Prior to the CoSA index scores, the manner in which co-existing diseases such as cardiovascular, diabetes, stroke, and cancers impact mortality in patients, while methodically and deeply investigated, had not been translated into a risk assessment and clinical decision-making tool. Given that 23.5 million Americans have undiagnosed Obstructive Sleep Apnea, its close relationship to common co-existing diseases often provides ingress into diagnosing and treating SA. The CoSA index is a spectacular scientific tool for diagnosticians and clinicians addressing the very large SA patient population.


Snapshot: Sleep Disorders & Treatment

Sleep disorders are pervasive in the U.S. Fifty to 70 million Americans chronically suffer from a disorder of sleep and wakefulness. According to the International Classification of Sleep Disorders (ICSD-3), there are 80+ sleep disorders,[13] but the most commonly reported are: Obstructive Sleep Apnea (OSA), Insomnia, Restless Legs Syndrome, Parasomnias/REM Sleep Behavior Disorder, and Narcolepsy. The vast majority, by far, that presents to primary care physicians and frontline care providers comes from OSA and Insomnia. Sleep-disordered breathing including OSA, for example, affects more than 15% of the U.S. population.[14]

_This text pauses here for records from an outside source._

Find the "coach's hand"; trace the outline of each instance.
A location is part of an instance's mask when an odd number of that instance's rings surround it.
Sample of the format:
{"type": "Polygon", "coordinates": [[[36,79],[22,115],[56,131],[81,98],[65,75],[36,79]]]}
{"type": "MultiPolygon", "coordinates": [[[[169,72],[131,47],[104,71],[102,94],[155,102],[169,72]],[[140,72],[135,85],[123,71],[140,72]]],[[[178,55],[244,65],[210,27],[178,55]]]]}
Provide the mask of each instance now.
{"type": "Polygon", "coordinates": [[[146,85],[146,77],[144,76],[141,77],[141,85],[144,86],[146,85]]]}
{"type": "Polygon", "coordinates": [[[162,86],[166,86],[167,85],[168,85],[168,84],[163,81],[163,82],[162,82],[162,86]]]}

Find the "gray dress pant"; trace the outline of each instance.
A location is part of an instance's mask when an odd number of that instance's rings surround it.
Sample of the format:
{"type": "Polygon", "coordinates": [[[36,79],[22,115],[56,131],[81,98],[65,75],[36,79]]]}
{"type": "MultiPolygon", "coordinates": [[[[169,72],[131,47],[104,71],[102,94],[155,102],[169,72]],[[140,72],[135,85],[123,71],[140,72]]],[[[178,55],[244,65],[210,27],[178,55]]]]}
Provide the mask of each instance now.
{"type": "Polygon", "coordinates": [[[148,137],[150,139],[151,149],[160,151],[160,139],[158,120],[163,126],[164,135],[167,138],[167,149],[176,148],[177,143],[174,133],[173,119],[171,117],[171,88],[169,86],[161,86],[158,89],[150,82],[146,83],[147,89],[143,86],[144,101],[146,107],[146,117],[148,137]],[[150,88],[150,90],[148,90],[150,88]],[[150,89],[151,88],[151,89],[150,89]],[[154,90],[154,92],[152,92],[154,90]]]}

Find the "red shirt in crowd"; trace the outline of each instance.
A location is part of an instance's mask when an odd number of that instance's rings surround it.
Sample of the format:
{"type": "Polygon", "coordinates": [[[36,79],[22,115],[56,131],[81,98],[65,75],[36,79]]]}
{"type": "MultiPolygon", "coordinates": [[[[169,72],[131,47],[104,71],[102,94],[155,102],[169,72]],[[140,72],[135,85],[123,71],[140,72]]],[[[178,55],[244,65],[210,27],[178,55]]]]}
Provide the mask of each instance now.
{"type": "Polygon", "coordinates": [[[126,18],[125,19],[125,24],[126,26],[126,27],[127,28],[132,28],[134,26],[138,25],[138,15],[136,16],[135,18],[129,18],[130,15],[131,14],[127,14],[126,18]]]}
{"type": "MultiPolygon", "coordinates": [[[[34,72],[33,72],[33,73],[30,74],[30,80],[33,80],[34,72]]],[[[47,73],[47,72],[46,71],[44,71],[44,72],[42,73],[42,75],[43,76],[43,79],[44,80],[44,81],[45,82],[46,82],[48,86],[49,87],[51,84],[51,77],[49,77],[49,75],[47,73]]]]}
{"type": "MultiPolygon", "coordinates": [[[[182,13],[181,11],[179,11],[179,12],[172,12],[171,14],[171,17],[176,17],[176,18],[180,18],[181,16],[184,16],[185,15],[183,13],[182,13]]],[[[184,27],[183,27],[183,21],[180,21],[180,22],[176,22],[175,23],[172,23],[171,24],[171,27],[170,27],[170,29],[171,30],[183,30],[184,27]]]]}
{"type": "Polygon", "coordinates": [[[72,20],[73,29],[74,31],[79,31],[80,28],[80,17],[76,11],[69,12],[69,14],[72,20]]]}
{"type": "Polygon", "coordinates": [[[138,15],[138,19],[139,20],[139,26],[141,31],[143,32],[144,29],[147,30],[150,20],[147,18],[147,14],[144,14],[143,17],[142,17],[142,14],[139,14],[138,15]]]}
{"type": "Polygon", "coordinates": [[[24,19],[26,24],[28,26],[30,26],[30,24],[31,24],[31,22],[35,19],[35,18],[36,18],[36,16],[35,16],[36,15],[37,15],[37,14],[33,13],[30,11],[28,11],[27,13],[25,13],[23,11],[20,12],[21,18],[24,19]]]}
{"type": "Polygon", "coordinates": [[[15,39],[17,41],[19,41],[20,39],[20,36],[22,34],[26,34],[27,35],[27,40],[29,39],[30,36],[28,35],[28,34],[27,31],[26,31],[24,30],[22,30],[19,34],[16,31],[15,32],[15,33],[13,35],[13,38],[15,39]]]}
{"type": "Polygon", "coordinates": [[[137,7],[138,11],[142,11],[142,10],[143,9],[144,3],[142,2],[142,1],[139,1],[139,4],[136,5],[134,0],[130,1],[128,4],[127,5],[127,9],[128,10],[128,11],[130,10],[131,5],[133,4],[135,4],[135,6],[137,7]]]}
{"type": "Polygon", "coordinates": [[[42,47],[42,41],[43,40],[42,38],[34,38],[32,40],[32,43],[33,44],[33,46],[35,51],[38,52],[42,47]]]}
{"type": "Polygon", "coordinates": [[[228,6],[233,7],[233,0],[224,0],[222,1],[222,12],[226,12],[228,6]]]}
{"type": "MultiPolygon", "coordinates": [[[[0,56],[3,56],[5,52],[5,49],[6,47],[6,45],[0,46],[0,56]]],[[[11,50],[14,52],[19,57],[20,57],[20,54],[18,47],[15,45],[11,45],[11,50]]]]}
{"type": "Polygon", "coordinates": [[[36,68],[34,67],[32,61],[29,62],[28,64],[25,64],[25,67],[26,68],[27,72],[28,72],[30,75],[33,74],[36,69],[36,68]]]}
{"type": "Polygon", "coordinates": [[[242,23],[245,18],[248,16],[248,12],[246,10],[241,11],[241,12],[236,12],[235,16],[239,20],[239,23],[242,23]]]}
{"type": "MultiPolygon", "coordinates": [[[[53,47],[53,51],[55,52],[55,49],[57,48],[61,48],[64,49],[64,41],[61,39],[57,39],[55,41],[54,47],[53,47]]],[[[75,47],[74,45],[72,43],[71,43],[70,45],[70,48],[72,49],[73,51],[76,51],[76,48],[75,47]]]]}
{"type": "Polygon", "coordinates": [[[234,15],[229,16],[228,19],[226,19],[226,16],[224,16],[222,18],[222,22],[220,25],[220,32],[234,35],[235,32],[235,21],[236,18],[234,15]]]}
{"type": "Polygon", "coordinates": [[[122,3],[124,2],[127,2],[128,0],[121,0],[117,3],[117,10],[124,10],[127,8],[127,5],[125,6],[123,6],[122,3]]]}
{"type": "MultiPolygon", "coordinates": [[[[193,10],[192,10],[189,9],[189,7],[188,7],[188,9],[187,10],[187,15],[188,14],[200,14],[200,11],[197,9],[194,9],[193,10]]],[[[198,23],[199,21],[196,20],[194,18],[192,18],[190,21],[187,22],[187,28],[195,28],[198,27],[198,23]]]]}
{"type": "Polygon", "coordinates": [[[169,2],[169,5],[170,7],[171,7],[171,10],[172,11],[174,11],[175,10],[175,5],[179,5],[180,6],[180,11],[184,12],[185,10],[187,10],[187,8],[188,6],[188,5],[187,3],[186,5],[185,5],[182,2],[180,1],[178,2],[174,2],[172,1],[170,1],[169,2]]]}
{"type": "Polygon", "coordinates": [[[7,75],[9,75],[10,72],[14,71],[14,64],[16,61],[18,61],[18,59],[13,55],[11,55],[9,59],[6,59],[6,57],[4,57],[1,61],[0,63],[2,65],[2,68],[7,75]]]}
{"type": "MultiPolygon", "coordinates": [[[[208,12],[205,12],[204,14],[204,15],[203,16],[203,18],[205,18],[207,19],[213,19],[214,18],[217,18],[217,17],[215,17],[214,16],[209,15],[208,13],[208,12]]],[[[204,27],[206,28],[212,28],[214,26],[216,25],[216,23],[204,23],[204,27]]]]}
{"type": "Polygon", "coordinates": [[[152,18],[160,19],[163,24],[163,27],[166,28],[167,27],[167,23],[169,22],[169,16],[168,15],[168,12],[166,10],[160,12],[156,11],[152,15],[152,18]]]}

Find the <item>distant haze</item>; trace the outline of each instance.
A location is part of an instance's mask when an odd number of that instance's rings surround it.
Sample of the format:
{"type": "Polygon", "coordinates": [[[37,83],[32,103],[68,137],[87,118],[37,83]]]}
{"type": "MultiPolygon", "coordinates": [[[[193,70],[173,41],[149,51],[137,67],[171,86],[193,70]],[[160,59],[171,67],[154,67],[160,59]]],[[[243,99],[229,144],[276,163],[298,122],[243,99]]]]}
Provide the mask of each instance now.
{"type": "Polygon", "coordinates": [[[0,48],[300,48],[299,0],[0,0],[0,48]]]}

OSA is a life-threatening illness characterized by repetitive episodes of complete or partial upper airway obstruction occurring during sleep. Approximately 5.9 million American adults are diagnosed with OSA, which is often accompanied by daytime symptoms or comorbid conditions such as hypertension. It is estimated that, in 2015, OSA cost the U.S. economy approximately $149.6 billion.[15]


Polysomnography (i.e., sleep studies) is the criterion standard for diagnosing OSA and evaluating the possibility of other sleep disorders that can exist with or without OSA. Ideal candidates for an in-clinic sleep test are patients experiencing sleep-disordered breathing symptoms and specific medical conditions such as atrial fibrillation, chronic heart failure, Parkinson’s, chronic pain syndrome, and pulmonary, cardiovascular, or neuromuscular diseases. Patients with a high risk for moderate-to-severe sleep apnea, with snoring, excessive daytime sleepiness, and obesity are ideal candidates for home sleep apnea tests. There is a range of treatment options for OSA, including oral appliances, ENT intervention, pharyngeal stimulation, positional therapy, and Continuous Positive Air Pressure (CPAP) devices, which significantly reduce both all-cause and cardiovascular events.[16]


Chronic insomnia, defined as disrupted sleep that occurs at least three nights per week and lasts at least three months, affects nearly one out of five adults, and is a risk factor for depression, substance abuse, and impaired waking function. Comorbid physical and mental illnesses may be exacerbated by insomnia.[17] The etiology of insomnia is often complex and treatment options for insomnia frequently include the combination of pharmacological and cognitive behavioral therapy strategies.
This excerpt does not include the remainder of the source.